Alibaba DAR doubles early training speed in diffusion transformers via adaptive routing
Alibaba researchers propose Diffusion-Adaptive Routing (DAR), a timestep-dependent layer-merging technique that replaces residual connections in diffusion transformers, preserving high-frequency detail during distillation and accelerating early training by 2× when paired with REPA.
Alibaba researchers have published a preprint introducing Diffusion-Adaptive Routing (DAR), a replacement for residual connections in diffusion transformers. The technique routes layer outputs and denoising steps based on the current timestep, aiming to preserve high-frequency detail when distilling large text-to-image models.
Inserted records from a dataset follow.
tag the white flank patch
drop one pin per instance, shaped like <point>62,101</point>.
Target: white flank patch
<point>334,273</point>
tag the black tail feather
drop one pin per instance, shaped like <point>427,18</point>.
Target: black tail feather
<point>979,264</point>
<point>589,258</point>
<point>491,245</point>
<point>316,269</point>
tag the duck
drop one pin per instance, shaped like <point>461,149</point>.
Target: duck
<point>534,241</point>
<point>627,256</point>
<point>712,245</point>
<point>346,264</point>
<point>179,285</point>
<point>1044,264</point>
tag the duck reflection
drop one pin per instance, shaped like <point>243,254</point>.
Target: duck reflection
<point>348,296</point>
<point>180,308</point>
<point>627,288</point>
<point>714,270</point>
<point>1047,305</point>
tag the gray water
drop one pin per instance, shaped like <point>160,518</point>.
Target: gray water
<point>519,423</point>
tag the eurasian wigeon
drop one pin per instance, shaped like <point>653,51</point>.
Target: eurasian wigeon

According to the arXiv preprint (2605.20708), DAR doubles training speed during early phases when combined with REPA, another optimization method. The approach dynamically adjusts how layers are combined as the denoising process progresses, rather than using fixed residual paths throughout.
What stands out
- 01Timestep-dependent routing. DAR adapts its layer-merging strategy to the current diffusion timestep, allowing the network to handle different noise levels with different computational paths.
- 02High-frequency preservation. The method is designed to retain fine detail during model distillation, a process that often blurs sharp edges and textures in image generation.
- 032× early training speedup. When paired with REPA, DAR cuts early-stage training time in half compared to standard residual connections, though the preprint does not specify hardware or dataset details.
- 04Targets large text-to-image models. The technique is framed for distilling and accelerating models at the scale of FLUX, Stable Diffusion 3, and similar transformer-based diffusion architectures.
- 05Preprint stage only. No code, weights, or implementation details have been released. The arXiv submission remains the sole public artifact.